Over Optimization Is Killing Everything You Love
How optimization is destroying sports, art, your bank account, and more.
Recently I went to a museum in Abu Dhabi, where I made friends with a stray cat and had coffee with a pretty neat view.


Just five feet beyond the border of these photos, I saw a woman posing in front of the museum at the edge of the water, making her husband take no less than a thousand photos of her.
The woman went through a series of predetermined poses in rapid fire sequence. It looked like someone with Parkinson’s trying to do a Bollywood dance in fast-forward. She would go through this routine, walk to her husband, review the photos, and proceed to berate him for getting something wrong. She would then return to her starting position and go through the whole routine from the beginning, looking increasingly upset every time.
After about forty minutes she had all the pictures she wanted, so the two of them finally left, arguing and bickering all the while.
I was watching the woman out of the corner of my eye the entire time, curious as to whether she would ever actually turn around and look at the museum and the waters with her own eyes. She never did.

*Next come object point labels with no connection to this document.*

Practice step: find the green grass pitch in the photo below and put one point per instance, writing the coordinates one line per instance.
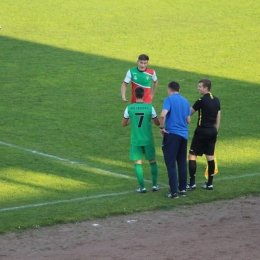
(62, 65)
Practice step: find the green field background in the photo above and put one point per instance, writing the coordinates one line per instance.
(62, 65)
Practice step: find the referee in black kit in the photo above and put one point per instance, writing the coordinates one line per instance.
(205, 135)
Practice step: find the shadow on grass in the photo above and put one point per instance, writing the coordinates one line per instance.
(68, 104)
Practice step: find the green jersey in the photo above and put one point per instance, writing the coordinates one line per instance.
(140, 115)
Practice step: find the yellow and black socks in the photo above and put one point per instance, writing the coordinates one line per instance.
(211, 169)
(192, 171)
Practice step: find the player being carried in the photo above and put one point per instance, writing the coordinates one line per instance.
(141, 76)
(141, 115)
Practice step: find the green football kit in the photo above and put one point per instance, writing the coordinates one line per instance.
(141, 79)
(141, 115)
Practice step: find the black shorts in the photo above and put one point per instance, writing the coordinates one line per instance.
(203, 141)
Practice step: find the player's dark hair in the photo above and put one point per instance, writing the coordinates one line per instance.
(206, 83)
(143, 57)
(174, 86)
(139, 92)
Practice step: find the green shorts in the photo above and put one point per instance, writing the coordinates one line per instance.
(136, 152)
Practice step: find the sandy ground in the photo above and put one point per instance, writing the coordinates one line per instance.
(218, 230)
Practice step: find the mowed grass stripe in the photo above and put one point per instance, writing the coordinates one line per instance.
(114, 194)
(63, 159)
(54, 157)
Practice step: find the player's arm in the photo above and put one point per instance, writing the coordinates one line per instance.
(217, 120)
(123, 91)
(154, 117)
(126, 118)
(188, 119)
(124, 85)
(192, 111)
(155, 84)
(154, 87)
(162, 121)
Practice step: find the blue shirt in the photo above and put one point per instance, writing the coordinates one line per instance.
(178, 110)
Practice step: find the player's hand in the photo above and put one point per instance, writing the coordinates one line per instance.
(163, 131)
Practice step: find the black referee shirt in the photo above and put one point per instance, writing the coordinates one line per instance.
(207, 107)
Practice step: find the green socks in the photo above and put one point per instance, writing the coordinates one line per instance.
(154, 172)
(139, 174)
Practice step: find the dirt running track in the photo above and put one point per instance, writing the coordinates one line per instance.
(218, 230)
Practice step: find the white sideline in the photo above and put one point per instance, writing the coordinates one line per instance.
(113, 194)
(65, 201)
(96, 196)
(64, 160)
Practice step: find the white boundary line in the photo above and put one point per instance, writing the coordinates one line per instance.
(64, 160)
(65, 201)
(111, 194)
(105, 171)
(54, 157)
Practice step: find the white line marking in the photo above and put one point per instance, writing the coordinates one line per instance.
(65, 201)
(113, 194)
(72, 162)
(64, 160)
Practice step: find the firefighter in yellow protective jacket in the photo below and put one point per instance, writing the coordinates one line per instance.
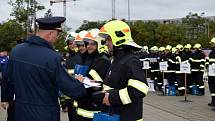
(125, 79)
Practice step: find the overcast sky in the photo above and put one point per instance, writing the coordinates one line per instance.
(102, 10)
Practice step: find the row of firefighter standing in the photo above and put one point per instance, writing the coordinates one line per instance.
(173, 78)
(123, 78)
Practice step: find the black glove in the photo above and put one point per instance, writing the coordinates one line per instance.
(98, 97)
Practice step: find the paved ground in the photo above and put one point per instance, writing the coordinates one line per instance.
(170, 108)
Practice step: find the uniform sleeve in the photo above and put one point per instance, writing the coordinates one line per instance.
(7, 87)
(136, 89)
(100, 70)
(68, 85)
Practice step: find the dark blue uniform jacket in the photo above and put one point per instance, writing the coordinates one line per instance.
(36, 70)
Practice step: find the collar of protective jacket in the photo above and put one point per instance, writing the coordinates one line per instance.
(39, 41)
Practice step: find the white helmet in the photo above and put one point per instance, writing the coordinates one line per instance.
(81, 35)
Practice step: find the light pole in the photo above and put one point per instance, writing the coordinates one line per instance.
(64, 7)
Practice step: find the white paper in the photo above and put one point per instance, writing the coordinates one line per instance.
(88, 83)
(163, 66)
(185, 68)
(211, 71)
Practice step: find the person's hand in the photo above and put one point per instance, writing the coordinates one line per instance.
(4, 105)
(106, 99)
(79, 77)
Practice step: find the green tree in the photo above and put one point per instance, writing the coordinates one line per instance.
(11, 32)
(87, 25)
(23, 13)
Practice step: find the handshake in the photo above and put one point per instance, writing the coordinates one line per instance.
(98, 97)
(88, 82)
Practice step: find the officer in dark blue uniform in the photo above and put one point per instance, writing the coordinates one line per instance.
(7, 96)
(35, 69)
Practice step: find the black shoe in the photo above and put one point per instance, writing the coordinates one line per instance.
(211, 104)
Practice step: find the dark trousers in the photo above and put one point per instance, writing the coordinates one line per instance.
(10, 111)
(197, 79)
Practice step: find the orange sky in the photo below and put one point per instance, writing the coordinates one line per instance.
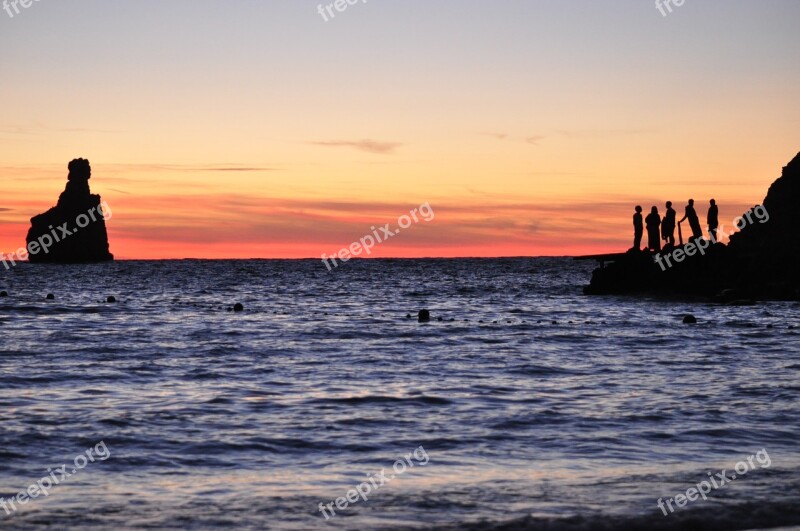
(262, 131)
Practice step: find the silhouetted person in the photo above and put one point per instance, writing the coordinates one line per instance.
(653, 222)
(668, 225)
(694, 221)
(638, 229)
(713, 221)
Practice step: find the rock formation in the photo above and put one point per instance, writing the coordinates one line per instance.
(74, 230)
(762, 260)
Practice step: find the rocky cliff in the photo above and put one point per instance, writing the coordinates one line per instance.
(74, 230)
(761, 261)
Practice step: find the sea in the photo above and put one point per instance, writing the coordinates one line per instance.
(325, 404)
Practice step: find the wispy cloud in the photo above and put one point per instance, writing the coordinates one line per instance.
(369, 146)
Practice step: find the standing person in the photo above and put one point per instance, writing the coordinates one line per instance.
(653, 222)
(638, 229)
(694, 221)
(713, 221)
(668, 225)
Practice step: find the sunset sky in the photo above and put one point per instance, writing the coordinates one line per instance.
(244, 128)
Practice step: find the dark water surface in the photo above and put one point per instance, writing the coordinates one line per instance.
(529, 404)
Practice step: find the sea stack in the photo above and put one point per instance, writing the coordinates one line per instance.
(761, 262)
(73, 231)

It seems like various aspects of our existence have cracked in some meaningful way, leaving us perpetually disaffected.
Despite the plethora of entertainment, we are more bored than ever. Despite the many communication channels with which we might reach out to each other, we are lonelier than ever. Despite advances in biology and physiology, we are more obese and more sleep deprived than ever. Despite having greater access to the world and all of its various cultures, we are becoming more homogenized than ever.
This essay examines all of these phenomena at a deeper level, showing how much of the malaise, boredom, and maladaptions throughout society can be neatly approximated to a single word: optimization.
Optimization is an oracle who gives with one hand and takes with another; usually the things that it provides are clear and tangible, with immediate effects, and the things that it takes are slow but long-lasting, usually of greater value than we had originally given them credit for.